Rayleen was sitting cross-legged on the rug, her back up against the couch, where Jesse could only see her from behind. Grace wondered if Rayleen had figured that out on purpose.

Jesse sat looking around at all the faces like he was memorizing everything for later, and it was impossible for Grace to tell what he was thinking, though she watched him and wondered about it a lot.

Felipe bounced one knee up and down and stared at the rug as if rugs hypnotized him.

“Pleeeeease?”

Then Rayleen opened her mouth to talk, which Grace took to be a good sign. But it didn’t take long to realize her mistake.

“I don’t know about anybody else,” Rayleen said, a sharpness in her voice that Grace had only heard Rayleen use when addressing Grace’s mom, “but I’m feeling pressured by this. I am not ready for this,” she added, glancing halfway over her shoulder in the general direction of Jesse.

Grace’s face burned, and a line of ache radiated down into her belly. Rayleen had never spoken to her in an angry tone before, and to have it happen now, in front of all these people…including somebody new…well, it was nothing short of humiliating. Tears welled up behind her eyes, but she fought hard to hide them.

She opened her mouth, but no words came out.

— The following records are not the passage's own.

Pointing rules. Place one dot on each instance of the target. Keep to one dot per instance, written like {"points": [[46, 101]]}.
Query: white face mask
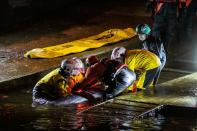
{"points": [[142, 37]]}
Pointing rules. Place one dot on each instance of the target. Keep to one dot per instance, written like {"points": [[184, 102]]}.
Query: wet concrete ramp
{"points": [[178, 92], [120, 110]]}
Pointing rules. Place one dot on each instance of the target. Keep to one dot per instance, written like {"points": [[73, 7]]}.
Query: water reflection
{"points": [[16, 113]]}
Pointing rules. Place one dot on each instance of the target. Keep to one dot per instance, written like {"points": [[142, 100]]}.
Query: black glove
{"points": [[149, 7]]}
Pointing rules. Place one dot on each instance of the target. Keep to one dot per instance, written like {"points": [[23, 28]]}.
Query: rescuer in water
{"points": [[59, 82], [144, 62], [152, 44], [111, 76]]}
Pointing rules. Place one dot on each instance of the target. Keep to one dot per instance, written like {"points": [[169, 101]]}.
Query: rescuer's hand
{"points": [[149, 6]]}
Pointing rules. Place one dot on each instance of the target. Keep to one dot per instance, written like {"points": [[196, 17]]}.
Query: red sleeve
{"points": [[93, 73]]}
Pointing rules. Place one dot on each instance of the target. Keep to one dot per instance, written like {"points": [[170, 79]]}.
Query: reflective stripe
{"points": [[158, 7], [187, 3]]}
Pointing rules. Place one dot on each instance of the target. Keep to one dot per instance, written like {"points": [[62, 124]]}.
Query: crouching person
{"points": [[59, 82], [143, 61], [111, 76]]}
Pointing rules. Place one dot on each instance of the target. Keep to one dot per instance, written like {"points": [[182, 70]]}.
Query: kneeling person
{"points": [[143, 61], [111, 73], [59, 82]]}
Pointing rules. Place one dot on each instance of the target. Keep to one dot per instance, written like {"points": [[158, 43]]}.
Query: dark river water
{"points": [[17, 113]]}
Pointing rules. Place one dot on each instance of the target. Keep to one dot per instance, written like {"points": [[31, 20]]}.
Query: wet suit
{"points": [[112, 74], [155, 45], [146, 62], [55, 85]]}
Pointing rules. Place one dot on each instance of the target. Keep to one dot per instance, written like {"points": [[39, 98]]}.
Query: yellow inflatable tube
{"points": [[107, 37]]}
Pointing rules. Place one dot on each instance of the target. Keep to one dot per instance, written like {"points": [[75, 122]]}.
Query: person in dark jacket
{"points": [[111, 76], [164, 19]]}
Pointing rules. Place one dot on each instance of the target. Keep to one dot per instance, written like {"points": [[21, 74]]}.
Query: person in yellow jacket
{"points": [[143, 61], [59, 82]]}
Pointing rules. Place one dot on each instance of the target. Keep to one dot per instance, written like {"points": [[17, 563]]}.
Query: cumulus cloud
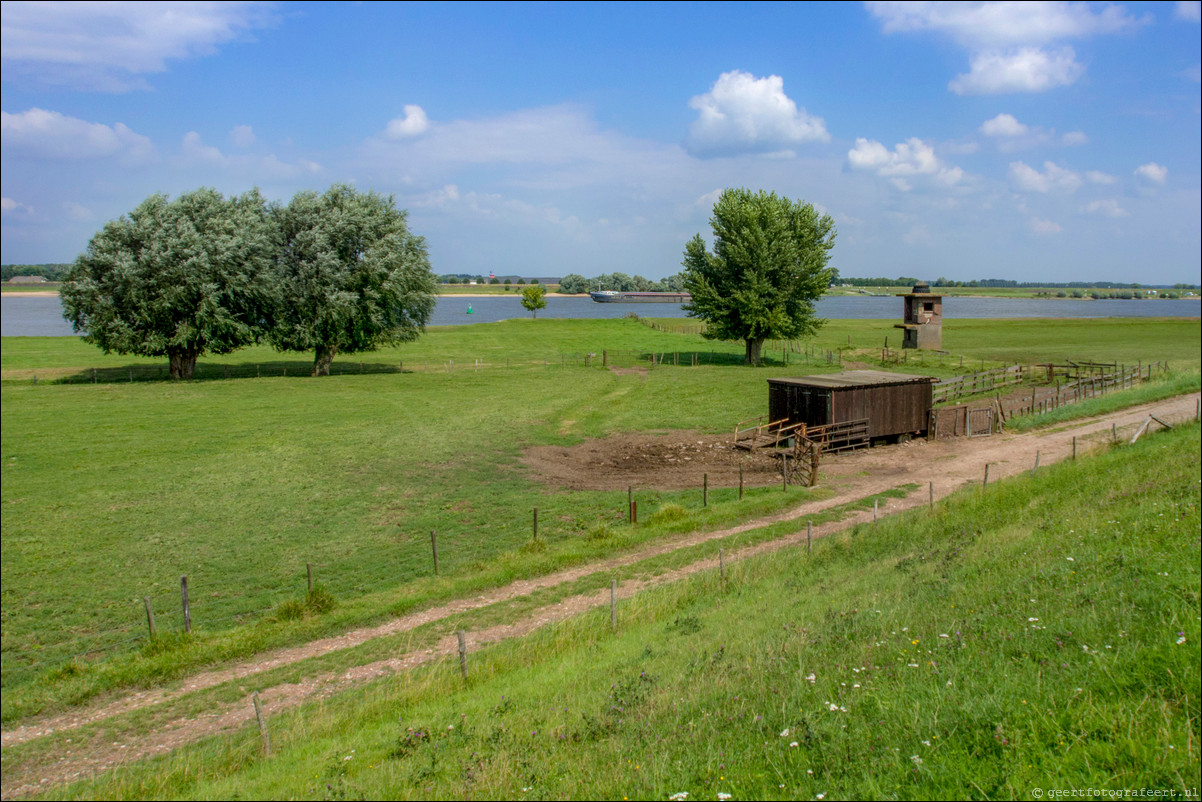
{"points": [[1053, 178], [9, 206], [742, 113], [1028, 70], [1105, 208], [192, 152], [414, 123], [1004, 125], [1152, 172], [109, 46], [1010, 42], [1045, 227], [908, 160], [1098, 177], [52, 135]]}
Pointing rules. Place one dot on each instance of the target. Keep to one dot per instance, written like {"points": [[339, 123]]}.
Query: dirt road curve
{"points": [[946, 465]]}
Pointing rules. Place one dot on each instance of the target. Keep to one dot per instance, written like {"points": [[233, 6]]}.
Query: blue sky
{"points": [[1022, 141]]}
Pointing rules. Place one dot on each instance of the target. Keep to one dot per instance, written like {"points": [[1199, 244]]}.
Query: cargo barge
{"points": [[613, 296]]}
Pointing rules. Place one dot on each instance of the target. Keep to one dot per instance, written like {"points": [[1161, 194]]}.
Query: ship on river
{"points": [[613, 296]]}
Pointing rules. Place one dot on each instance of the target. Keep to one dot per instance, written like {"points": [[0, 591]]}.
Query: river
{"points": [[42, 315]]}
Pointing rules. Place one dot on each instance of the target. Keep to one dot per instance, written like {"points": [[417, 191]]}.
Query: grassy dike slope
{"points": [[1041, 634]]}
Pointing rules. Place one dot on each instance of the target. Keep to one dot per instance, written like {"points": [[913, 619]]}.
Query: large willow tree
{"points": [[176, 278], [767, 269], [350, 274]]}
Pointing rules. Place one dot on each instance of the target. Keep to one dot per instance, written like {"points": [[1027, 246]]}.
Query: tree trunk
{"points": [[753, 351], [183, 364], [322, 361]]}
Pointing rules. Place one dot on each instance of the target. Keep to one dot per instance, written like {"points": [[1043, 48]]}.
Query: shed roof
{"points": [[856, 379]]}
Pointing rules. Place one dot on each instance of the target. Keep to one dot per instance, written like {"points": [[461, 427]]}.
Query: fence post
{"points": [[188, 612], [463, 653], [613, 604], [262, 725], [149, 616]]}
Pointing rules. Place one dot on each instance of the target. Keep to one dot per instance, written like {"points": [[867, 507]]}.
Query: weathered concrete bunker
{"points": [[896, 405], [923, 321]]}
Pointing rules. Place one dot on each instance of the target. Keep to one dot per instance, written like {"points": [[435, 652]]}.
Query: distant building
{"points": [[923, 321]]}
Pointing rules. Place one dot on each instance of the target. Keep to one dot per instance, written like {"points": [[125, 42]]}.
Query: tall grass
{"points": [[1040, 635]]}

Felipe looked up suddenly. Right into Grace’s eyes.

“I guess I could go,” he said.

She wanted to hug and kiss him, but it all happened too fast.

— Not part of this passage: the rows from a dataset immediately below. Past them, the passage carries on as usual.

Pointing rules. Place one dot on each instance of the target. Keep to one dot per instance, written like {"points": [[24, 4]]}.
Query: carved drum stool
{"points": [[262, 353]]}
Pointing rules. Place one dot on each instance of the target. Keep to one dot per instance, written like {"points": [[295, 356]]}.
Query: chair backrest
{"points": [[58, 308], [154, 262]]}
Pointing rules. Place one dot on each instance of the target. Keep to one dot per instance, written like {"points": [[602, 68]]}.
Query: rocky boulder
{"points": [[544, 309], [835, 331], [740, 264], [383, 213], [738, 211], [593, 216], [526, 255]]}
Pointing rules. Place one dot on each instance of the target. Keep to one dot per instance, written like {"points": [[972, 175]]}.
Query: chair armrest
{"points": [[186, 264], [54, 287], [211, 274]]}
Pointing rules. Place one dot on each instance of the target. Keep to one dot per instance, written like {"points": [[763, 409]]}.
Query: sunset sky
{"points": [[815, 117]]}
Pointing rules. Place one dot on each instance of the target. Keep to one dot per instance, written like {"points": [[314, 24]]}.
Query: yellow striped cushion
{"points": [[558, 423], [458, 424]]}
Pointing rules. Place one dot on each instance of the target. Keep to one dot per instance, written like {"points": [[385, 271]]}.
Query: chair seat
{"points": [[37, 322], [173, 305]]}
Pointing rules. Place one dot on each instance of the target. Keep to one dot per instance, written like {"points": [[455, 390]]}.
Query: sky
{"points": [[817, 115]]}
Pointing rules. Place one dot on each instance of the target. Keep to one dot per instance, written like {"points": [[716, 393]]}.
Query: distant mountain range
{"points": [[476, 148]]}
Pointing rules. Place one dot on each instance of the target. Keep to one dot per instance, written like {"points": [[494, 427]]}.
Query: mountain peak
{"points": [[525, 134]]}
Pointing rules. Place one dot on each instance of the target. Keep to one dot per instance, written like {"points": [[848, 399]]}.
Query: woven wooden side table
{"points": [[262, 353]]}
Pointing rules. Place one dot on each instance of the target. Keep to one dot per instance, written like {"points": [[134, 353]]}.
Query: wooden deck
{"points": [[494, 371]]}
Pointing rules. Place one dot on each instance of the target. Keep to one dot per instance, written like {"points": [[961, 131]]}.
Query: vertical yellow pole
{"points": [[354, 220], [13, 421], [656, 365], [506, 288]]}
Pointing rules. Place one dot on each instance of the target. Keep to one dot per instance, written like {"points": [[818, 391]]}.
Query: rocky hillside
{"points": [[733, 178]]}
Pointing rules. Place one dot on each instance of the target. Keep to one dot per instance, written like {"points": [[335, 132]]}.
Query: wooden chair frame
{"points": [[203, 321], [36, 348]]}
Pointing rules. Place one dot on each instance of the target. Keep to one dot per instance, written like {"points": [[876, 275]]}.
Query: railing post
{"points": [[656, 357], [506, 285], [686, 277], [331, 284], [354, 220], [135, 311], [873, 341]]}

“I wasn’t alone,” Felipe said, his accent thicker than usual, which Grace had noticed before, usually when he was extra-tired or feeling emotional. “I mean, until just…well…not long. Pretty much just a little while ago. A few weeks. I had a girlfriend. We were gonna get married. I gave her a ring and everything, and we had a little son. Twenty months. And then one day I get home from work, and there’s this bag by my door. It has my toothbrush in it, and the spare shirts and underwear I kept at her house. And at the very bottom is the little box with the ring in it. The engagement ring I gave her. So I guess that’s that.”

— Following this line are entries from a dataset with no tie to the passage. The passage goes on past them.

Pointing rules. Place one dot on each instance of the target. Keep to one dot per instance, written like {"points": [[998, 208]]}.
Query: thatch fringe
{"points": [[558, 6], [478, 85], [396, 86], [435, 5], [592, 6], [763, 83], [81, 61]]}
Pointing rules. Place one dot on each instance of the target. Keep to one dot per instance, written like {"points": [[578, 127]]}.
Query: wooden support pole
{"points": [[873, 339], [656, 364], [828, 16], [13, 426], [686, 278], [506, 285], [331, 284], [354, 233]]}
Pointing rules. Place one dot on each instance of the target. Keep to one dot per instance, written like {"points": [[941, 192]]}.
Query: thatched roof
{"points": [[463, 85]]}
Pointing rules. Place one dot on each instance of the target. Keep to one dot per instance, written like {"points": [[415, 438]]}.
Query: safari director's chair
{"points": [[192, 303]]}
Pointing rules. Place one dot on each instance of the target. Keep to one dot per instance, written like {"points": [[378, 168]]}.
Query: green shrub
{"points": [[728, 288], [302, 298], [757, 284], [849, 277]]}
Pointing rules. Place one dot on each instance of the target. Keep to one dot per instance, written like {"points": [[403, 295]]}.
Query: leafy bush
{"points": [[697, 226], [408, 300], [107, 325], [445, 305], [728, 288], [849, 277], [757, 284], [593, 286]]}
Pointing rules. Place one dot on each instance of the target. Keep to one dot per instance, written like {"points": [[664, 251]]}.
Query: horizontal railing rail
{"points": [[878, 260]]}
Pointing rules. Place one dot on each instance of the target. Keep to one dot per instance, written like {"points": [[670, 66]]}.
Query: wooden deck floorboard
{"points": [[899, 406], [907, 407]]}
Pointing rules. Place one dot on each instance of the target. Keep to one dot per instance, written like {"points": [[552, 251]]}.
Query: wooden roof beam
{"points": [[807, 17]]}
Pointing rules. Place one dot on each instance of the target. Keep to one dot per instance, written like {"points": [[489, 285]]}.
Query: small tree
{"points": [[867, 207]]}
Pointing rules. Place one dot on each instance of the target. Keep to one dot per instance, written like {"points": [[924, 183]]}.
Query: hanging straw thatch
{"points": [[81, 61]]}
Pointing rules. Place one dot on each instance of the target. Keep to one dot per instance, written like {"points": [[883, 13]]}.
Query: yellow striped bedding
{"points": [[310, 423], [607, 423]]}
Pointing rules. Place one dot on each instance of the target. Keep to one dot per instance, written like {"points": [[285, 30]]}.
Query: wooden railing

Felipe allowed a silence to fall, and…wow. It was a very silent silence.

“Did she say why?” Grace asked, reverently.

“I can’t even get through to talk to her. I left a million messages. Finally I called her sister. And so her sister says there’s another guy, and there’s been another guy for mucho tiempo. A lot of time.”

More silence.

Rayleen seemed to have forgotten her irritation. She opened her mouth to speak, and the words came out soft and helpful, the way Grace wished Rayleen had spoken to her.